JISで規定されているエリクセン試験も上記と同じく張出し性を評価する試験ですが、ビードでの完全拘束をせず、また球頭がR10と規定されています。評価内容も”張出し高さ”が対象となりますが、エリクセン試験においては”エリクセン値(IE)”と呼ばれます。

3.伸びフランジ性の評価:穴広げ試験(JIS Z 2256)

穴広げ試験では試験片の打ち抜き穴(ΦD)に、円錐状パンチを穴の縁に割れが生じるまで押し込みます。穴の縁に割れが生じたときの穴径をΦdとし、“穴広げ率 λ”を算出します。λは(φd-φD)/φD×100で表されます。穴広げ率 λは材料の伸びフランジ性を示す指標として用いられています。

4.ひずみ状態の評価:スクライブドサークル試験、成形限界ひずみ曲線(FLD)試験

スクライブドサークル試験は、成形前のサンプルに一定のサイズ/パターンの格子模様・円模様を転写します。成形後の模様の変形を読み取ることでひずみ状態を調査する手法です。実プレス品やモデル成形品において、変形状態/変形経路の調査などに用いられます。

スクライブドサークル試験を応用することで、“成形限界ひずみ曲線(FLD)”を取得することが可能です。意図的にサンプルのサイズを調整し、ひずみ状態に差をつけることで単軸状態/平面ひずみ状態/等二軸状態を作り出し、それぞれでスクライブドサークルの変化を測定します。“破断が発生するひずみ”“破断が発生しないひずみ”をプロットすることで”FLD”を作成します。例えば実プレス品に発生するひずみと比較することで破断危険箇所の成形余裕度が推定できます。

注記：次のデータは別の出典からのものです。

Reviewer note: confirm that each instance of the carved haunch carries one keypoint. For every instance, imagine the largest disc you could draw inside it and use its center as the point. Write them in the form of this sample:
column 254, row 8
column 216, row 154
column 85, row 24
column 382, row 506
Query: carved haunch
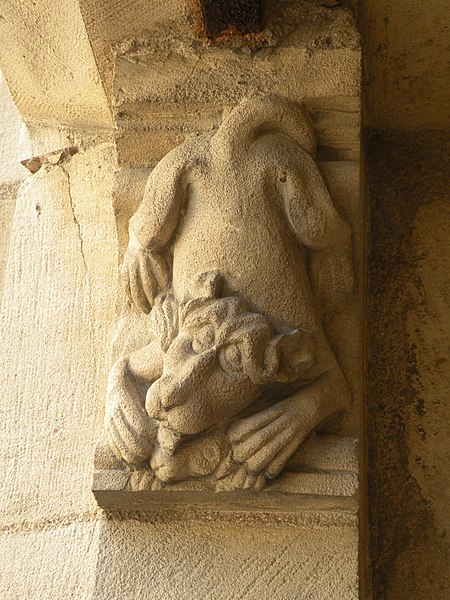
column 236, row 253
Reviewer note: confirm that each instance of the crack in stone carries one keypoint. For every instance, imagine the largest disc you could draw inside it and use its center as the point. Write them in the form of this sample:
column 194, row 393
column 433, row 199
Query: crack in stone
column 72, row 206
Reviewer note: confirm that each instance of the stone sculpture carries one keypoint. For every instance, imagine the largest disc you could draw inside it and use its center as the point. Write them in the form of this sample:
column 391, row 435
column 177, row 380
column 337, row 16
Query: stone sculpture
column 235, row 254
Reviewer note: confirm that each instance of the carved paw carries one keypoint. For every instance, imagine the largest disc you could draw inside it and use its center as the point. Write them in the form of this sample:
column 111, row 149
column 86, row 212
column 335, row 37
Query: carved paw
column 198, row 458
column 144, row 274
column 240, row 480
column 131, row 433
column 263, row 443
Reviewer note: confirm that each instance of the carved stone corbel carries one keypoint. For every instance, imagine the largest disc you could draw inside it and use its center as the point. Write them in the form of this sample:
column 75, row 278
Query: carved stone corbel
column 235, row 255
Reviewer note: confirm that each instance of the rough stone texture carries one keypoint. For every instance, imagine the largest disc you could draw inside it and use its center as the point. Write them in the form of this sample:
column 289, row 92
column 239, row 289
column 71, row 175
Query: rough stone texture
column 49, row 65
column 259, row 558
column 408, row 363
column 59, row 300
column 406, row 103
column 236, row 372
column 406, row 63
column 57, row 308
column 50, row 560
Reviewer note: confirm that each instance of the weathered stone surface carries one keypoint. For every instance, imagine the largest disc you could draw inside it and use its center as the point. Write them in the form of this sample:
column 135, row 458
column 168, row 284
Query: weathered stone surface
column 59, row 302
column 49, row 65
column 50, row 560
column 57, row 309
column 232, row 370
column 307, row 557
column 408, row 357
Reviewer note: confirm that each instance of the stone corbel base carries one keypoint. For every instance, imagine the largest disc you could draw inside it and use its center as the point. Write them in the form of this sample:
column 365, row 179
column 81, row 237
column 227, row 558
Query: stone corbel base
column 323, row 473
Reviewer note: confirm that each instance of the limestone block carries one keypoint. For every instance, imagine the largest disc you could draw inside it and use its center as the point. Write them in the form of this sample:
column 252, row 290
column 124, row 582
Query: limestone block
column 48, row 62
column 49, row 560
column 57, row 309
column 235, row 251
column 172, row 84
column 308, row 556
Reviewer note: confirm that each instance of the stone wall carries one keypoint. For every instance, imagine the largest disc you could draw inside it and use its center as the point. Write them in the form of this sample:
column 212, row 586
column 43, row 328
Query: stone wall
column 407, row 160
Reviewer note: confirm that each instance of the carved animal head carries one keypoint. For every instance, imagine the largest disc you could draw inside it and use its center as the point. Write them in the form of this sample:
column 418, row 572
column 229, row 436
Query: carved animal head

5.画像相関法との組合せ:球頭張出し試験+画像相関法(DIC)

画像相関法は、サンプルにランダムパターンを付与しておき試験中にビデオカメラで撮影し、パターンの変化を追跡・解析することでひずみ値・ひずみ分布を得る手法です。ポイントでは無く、面のひずみ分布を評価出来ることが特徴です。実試験とDICを組み合わせて実現象においてのひずみ分布を取得することで、シミュレーション結果と比較する精度検証の手法としても利用されています。

これまで紹介してきた成形性評価試験とも一部組み合わせることが可能で、球頭張出し試験にDICを併用した例を示します。潤滑状態のみに差をつけて、球頭張出し試験をした結果が下に示す写真です。破断直前のひずみ状態をピックアップしていますが、明らかにひずみ分布模様が異なることがわかります。右写真の潤滑有りサンプルでは球頭付近にひずみが集中する様子が観察出来ます。